Провидение шатануло его на театр и не ошиблось. Этот крестьянский пацан, гармонист, в своём отрочестве — коллекционер самых красивых деревенских петухов, стал режиссёром русской народной стихии. Всю жизнь свою искал правду страстей, чаяний, правду человеческой души.
Наша третья встреча опять произошла в Питере. Он приехал, чтобы принять эскизы декорации и тщательно сделанную масштабную выгородку. Окончательно оговорить костюмы с художником по костюмам Инной Габай, моей женой, и решить все проблемы реквизита и обстановки.
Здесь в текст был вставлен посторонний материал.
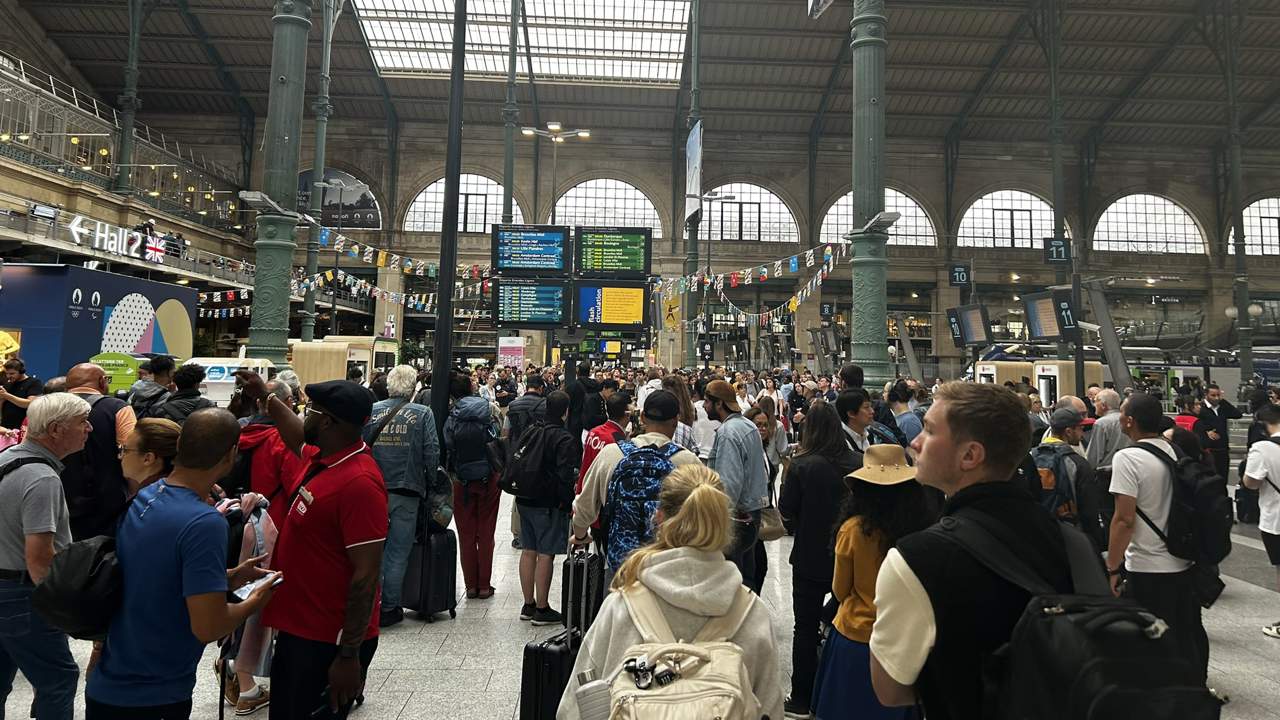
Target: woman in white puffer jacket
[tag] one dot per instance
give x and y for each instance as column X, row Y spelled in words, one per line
column 685, row 570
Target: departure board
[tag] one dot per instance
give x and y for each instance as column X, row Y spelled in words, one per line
column 613, row 253
column 611, row 305
column 531, row 250
column 529, row 304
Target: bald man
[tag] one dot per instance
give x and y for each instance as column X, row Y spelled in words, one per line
column 92, row 479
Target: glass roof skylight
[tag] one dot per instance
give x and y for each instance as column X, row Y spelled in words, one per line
column 590, row 41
Приехав к нам, объявил мне с упрёком, что первый раз в жизни сам приезжает к художнику. И такого ранее он себе не позволял. Ты, наверное, колдун, Эдуард.
До прибытия Равенских мы, не разгибаясь, работали не только над «Возвращением», но и над очередным спектаклем БДТ. Напряжёнка была невероятная. Пришлось мало спать. Борис Иванович, естественно, перед тем как попасть к нам в макетную, посетил Георгия Александровича Товстоногова, прекрасно к нему относившегося. Короче, шёл он к нам долго, и Инна, не выдержав ожидания, уснула на диване, стоявшем как раз против двери. Борис Иванович, открыв дверь макетной, поначалу опешил от такой встречи знатного работодателя и стал сгонять чёртиков с плеч, но, увидев разложенные на верстаках эскизы костюмов и готовый макет, смилостивился, сообразив в чём дело. Моё решение Друце в картоне Равенских принял без возражений, оговорив подробно всю немногочисленную обстановку. Рассмотрев подсвеченную выгородку, он понял, как интерьерные картины превращаются в экстерьерные.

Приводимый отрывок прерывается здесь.